Getting home safe, that’s what we all want. The one thing that was emphasized by my teacher, Sensei Moody was that we must make ourselves defendable. I used to think that meant becoming stronger, faster. So I worked to train my body to become stronger and more agile. But in time I learned that I needed to work on the way I looked at life and the world around me.
To borrow a movie line “Luke, you got to get your mind right”. If you feel guilt , less than you “should be” or shame ,it’s hard to stop people from misusing you. If you feel like “you deserve this punishment” you can’t protect yourself.
So training over time teaches us that it’s 90% mental and 10% physical. Even when we spend all off our time marching up and down the mat, hours in front of the mirror so we can perfect our movements.

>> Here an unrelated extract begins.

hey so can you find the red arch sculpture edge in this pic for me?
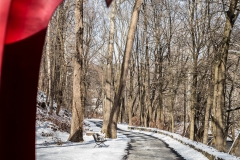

And after time I had small moments of “so that’s what he means” and Sensei would say that you need to wear down your ego, so that you can grow and learn new things. Our Minds are like “the drunken monkey”, busy, loud and unfocused. By working up a good sweat to the point of collapse, we keep going. This is the 1st step in mental training. This is the beginning of learning to focus our mind and will. We find out that we are more then we realize. If you are strong and fit at the start of your training we wear you down, to the point of dropping. You learn that it is your Will that keeps you going, what makes you strong. Who is stronger, someone that needs a wheel chair and an air tank or the gold medal winner. Who has the stronger Sprit? Hard training over time shows the student that they are more then they realized.
Training takes the ego and deflates it and compress the Ego till it’s small and hard, till the change into a crystal is completed. And this is where you get your strength, your Focus and Will.
We all have this strength, if we go to work a job that we dislike, below our skill set, or a boss that belittles us. We have all been there. We work these jobs because we have to. We all need a home, food and a safe place for our family. That’s why we put up with this stuff.
But we need to recognize that this is an act of courage, not surrender. Facing an attacker may be easier then facing Monday morning.
Training can teach us that we do have the courage to live our lives.
We all have the potential to touch the stars. We just get sidetracked, it’s easy to do just enough so that we have time for fun. In the modern world, too often people are looking for a pay off or pay back.
We need to ask ourselves, am I being the best I can be? Is there more to my life then just getting by? We need to be able to ask the right questions. It’s not always the answer that is important but rather what we ask ourselves.